Algemene voorzieningen
Aan de ene kant zijn veel van de algemene voorzieningen die voor iedereen beschikbaar worden gesteld vaak nog ontoegankelijk voor mensen met een beperking. Zo lopen blinden en slechtzienden regelmatig tegen obstakels die op het trottoir staan, ontbreken er invalidetoiletten in horecagelegenheden en is het voor mensen in een rolstoel niet mogelijk om spontaan met het openbaar vervoer op pad te gaan omdat er ruim van tevoren reisassistentie moet worden aangevraagd.[2]
Aparte regelingen
In Nederland is er veel voor mensen met een beperking geregeld, en ik denk dat er niet veel landen zijn die het beter doen op gebied van gezondheidszorg en voorzieningen voor mensen met een beperking. Echter, veel van deze voorzieningen zijn apart van het reguliere aanbod georganiseerd. Zo zijn er speciale vervoersvoorzieningen, maar is nog niet het gehele openbaar vervoer inclusief ontworpen. En is er het streven om alle mensen met een beperking in het reguliere onderwijs toe te laten, maar zijn veel kinderen nog afhankelijk van speciaal onderwijs omdat het niet lukt om in het reguliere onderwijs de juiste ondersteuning te bieden.[3]
Het verkokerde en bureaucratische zorgsysteem
Aan de ene kant zijn dus de algemene voorzieningen vaak niet toegankelijk genoeg voor mensen met een beperking. Aan de andere kant maken veel mensen met een beperking gebruik van maatwerkvoorzieningen die ze vanwege hun handicap nodig hebben. Maar als je in Nederland zorg, ondersteuning of hulpmiddelen nodig hebt is de kans groot dat je in een wereld van regeltjes en formulieren terecht komt. Dit komt onder andere doordat zorg en ondersteuning door verschillende instanties wordt aangeboden.

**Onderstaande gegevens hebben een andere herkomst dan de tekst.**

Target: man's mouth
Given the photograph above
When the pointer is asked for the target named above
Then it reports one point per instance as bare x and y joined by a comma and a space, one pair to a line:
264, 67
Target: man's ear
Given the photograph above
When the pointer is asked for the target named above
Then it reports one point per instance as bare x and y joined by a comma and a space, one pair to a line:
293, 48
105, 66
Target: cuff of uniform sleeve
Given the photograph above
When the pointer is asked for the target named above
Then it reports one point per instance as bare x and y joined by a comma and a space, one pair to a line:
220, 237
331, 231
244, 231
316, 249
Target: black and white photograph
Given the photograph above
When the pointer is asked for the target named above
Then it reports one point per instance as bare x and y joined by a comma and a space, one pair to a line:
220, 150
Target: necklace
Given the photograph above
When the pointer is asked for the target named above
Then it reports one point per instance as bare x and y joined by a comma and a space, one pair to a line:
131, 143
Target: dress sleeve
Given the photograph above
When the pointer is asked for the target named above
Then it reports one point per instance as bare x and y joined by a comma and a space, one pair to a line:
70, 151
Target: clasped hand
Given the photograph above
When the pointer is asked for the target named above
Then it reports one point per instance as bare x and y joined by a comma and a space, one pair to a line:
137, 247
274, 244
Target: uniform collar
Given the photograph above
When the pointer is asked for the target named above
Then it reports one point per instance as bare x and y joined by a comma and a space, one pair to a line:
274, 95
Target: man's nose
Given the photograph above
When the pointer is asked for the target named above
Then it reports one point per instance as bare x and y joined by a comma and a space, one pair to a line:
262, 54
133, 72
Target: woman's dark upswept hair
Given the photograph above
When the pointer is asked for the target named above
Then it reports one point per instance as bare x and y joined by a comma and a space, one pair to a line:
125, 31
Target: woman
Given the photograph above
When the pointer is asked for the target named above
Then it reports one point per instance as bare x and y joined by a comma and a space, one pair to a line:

In een eerdere blog heb ik al aangegeven hoe het verkokerde en bureaucratische zorgsysteem in Nederland tot absurde situaties kan leiden. Zo ben ik laatst ook weer in een dergelijke situatie terecht gekomen. Als ik ergens heen ga, kan ik mij ter plaatse makkelijker met een scootmobiel voortbewegen. Voorheen verplaatste ik me met een driewielfiets, en kon mij dan op de plaats van bestemming lopend zonder ondersteuning voortbewegen. Op het moment dat ik dit niet meer kon, heb ik een scootmobiel aangevraagd bij het zorgkantoor.
Driewielfiets inleveren
Het zorgkantoor reageerde met de mededeling dat ik mijn driewielfiets moest inleveren als ik gebruik wilde maken van een scootmobiel. De bedoeling van deze regel begrijp ik: de fiets zou heel goed door iemand anders gebruikt kunnen worden. Echter, ik wilde mijn fiets behouden om ook nog een beetje in beweging te blijven, hierdoor kan ik misschien mijn fysieke achteruitgang een beetje tegen gaan. Daarom heb ik gevraagd of ik de driewielfiets (tegen een financiële bijdrage) zou kunnen overnemen. Dit was vanwege de starre regels niet mogelijk. Enige ruimte voor maatwerk was er in deze situatie niet.
Onnodig duur
Ik verbaas me erover dat mensen die gebruikmaken van hulpmiddelen in dergelijke situaties deze niet mogen behouden. Het inleveren en vooral het aanvragen van hulpmiddelen is tijdrovend en maakt de zorg volgens mij alleen maar duurder. Deze grote hoeveelheid aan bureaucratie is niet alleen onderdeel van de zorg, maar komt ook naar voren in andere domeinen, zoals arbeid, de sociale zekerheid en vervoersvoorzieningen. Dit vergt voor de mensen die er afhankelijk van zijn ook extra energie, en veel mensen met een beperking beschikken al over een kleine energievoorraad.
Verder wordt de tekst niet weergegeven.